En France, l’ANSES trace une trajectoire de réduction à l'exposition au Cadmium déjà anticipée par OCP Nutricrops
Un rapport publié le 25 mars par l’ANSES consacré à l’exposition au cadmium recommande une réduction progressive de ses apports. Une orientation qui rejoint les choix industriels anticipés d’OCP Nutricrops, engagé depuis plusieurs années dans la production d’engrais à faible teneur en cadmium. Eclairage.
La question du cadmium, métal lourd présent à l’état naturel dans les sols, revient au cœur du débat agricole et sanitaire en France.
Dans un rapport publié le 25 mars, l’Agence nationale de sécurité sanitaire de l’alimentation, de l’environnement et du travail (ANSES) appelle à poursuivre les efforts de réduction de l’exposition, en particulier via les intrants agricoles.
OCP Nutricrops en avance sur les seuils européens
Cette publication s’inscrit dans la continuité des recommandations formulées dès 2019. L’agence y défend une trajectoire où il faut atteindre un seuil de teneur en cadmium inférieur ou égal à 20 mg par kilogramme de P₂O₅ dans les produits de type engrais minéraux phosphatés, combiné à des pratiques agronomiques adaptées, afin de contenir puis réduire, à terme, la contamination des sols et des denrées alimentaires.

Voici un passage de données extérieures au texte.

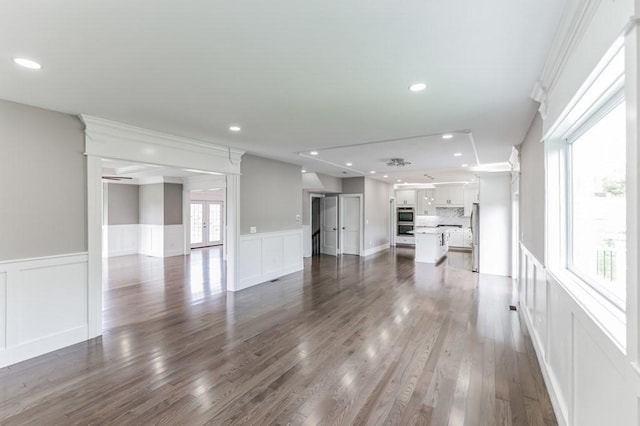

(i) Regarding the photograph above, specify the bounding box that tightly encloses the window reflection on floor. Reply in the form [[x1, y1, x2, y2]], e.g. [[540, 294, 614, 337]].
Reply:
[[103, 246, 226, 330]]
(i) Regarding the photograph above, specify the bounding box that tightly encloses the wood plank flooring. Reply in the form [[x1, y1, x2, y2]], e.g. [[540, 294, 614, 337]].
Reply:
[[0, 248, 556, 426]]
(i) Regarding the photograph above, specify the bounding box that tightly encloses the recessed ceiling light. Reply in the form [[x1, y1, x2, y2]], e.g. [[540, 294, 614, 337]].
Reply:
[[13, 58, 42, 70], [409, 83, 427, 92]]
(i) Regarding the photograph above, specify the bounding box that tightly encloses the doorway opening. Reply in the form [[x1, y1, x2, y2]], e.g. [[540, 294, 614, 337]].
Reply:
[[311, 197, 322, 256], [189, 188, 225, 249], [101, 159, 226, 330]]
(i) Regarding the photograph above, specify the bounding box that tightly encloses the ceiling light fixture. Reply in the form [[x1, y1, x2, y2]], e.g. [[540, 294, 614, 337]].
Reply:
[[409, 83, 427, 92], [387, 158, 411, 167], [13, 58, 42, 70]]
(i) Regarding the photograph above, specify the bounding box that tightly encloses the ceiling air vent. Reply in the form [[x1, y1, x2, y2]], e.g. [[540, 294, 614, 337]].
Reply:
[[387, 158, 411, 167]]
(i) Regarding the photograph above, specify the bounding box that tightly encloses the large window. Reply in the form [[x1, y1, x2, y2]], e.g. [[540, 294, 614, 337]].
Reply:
[[567, 97, 626, 308]]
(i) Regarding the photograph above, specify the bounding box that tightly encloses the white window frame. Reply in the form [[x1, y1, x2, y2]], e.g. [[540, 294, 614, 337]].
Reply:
[[543, 37, 635, 351], [561, 87, 625, 311]]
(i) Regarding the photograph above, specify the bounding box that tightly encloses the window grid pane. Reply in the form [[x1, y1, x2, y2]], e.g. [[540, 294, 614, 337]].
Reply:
[[209, 204, 222, 242], [191, 204, 203, 244], [569, 102, 626, 301]]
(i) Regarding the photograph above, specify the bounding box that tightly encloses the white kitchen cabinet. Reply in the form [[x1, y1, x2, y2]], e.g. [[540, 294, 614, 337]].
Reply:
[[449, 228, 464, 247], [396, 189, 416, 206], [396, 235, 416, 245], [435, 185, 464, 207], [464, 186, 480, 216], [416, 189, 436, 216]]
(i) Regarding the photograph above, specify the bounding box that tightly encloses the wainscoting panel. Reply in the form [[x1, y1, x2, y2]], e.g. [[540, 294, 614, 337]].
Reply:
[[262, 235, 284, 275], [236, 229, 304, 291], [106, 224, 139, 257], [138, 224, 164, 257], [163, 225, 184, 257], [0, 253, 88, 367], [518, 244, 640, 426]]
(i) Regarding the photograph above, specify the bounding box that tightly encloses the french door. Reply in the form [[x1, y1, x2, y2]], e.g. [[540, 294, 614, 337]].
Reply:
[[191, 201, 223, 248]]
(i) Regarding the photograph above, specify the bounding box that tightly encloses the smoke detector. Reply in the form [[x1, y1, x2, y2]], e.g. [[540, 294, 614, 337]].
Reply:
[[387, 158, 411, 167]]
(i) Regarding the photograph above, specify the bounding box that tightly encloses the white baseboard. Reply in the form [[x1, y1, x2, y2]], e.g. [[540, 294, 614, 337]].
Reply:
[[238, 229, 304, 291], [0, 253, 89, 368], [522, 296, 569, 426], [362, 244, 389, 256]]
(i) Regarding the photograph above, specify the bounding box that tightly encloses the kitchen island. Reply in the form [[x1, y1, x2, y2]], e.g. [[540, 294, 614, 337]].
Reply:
[[413, 227, 449, 263]]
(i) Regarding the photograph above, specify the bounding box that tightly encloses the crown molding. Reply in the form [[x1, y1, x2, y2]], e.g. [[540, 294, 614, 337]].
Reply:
[[80, 114, 244, 174], [530, 0, 602, 115]]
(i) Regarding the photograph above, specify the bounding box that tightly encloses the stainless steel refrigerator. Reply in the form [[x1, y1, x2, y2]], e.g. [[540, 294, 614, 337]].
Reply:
[[471, 203, 480, 272]]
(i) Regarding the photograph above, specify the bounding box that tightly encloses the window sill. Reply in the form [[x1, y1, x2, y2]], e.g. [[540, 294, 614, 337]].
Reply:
[[547, 269, 627, 353]]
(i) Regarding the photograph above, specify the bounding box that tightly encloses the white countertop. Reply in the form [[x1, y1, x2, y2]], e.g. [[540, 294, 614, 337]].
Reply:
[[409, 226, 462, 234]]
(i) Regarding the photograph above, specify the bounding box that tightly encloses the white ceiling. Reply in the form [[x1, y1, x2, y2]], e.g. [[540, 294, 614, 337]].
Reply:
[[102, 158, 203, 184], [0, 0, 565, 181]]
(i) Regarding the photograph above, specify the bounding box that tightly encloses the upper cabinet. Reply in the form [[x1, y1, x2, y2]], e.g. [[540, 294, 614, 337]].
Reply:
[[396, 189, 416, 206], [435, 185, 464, 207], [416, 189, 436, 216], [464, 186, 480, 216]]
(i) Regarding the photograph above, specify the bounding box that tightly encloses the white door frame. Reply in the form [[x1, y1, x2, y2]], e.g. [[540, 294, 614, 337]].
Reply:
[[305, 192, 324, 257], [182, 175, 228, 256], [80, 115, 244, 339], [389, 197, 398, 247], [338, 194, 364, 256], [189, 200, 224, 249]]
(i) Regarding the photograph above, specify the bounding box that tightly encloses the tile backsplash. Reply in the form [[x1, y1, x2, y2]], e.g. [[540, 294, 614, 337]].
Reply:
[[436, 207, 464, 218], [436, 207, 471, 228]]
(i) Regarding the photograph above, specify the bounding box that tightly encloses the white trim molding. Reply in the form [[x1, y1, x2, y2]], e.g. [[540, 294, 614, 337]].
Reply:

Une orientation qui fait écho aux choix industriels opérés en amont par OCP Nutricrops, filiale du groupe OCP. Cette dernière a engagé depuis plusieurs années une stratégie proactive de réduction du cadmium dans ses fertilisants. D'ailleurs, depuis 2025, l’ensemble des engrais qu’elle commercialise en Europe affiche une teneur inférieure à 20 mg/kg P₂O₅, soit trois fois en dessous du plafond réglementaire européen fixé à 60 mg/kg par le règlement UE 2019/1009.
Au-delà de la conformité réglementaire, cette démarche repose sur un effort important en recherche et développement. Le groupe s’appuie notamment sur les travaux de l’Université Mohammed VI Polytechnique (UM6P) pour déployer des technologies de décadmiation à grande échelle, tant dans la production d’acide phosphorique que dans la formulation des engrais. Des investissements de plusieurs dizaines de millions d’euros ont été mobilisés pour accompagner cette transformation industrielle.
La présence de cadmium dans les sols résulte de plusieurs facteurs
La problématique du cadmium ne saurait toutefois se limiter aux seuls engrais. Sa présence dans les sols résulte de multiples facteurs, à la fois naturels — érosion des roches, activité volcanique, incendies — et anthropiques, tels que les retombées atmosphériques ou certains déchets.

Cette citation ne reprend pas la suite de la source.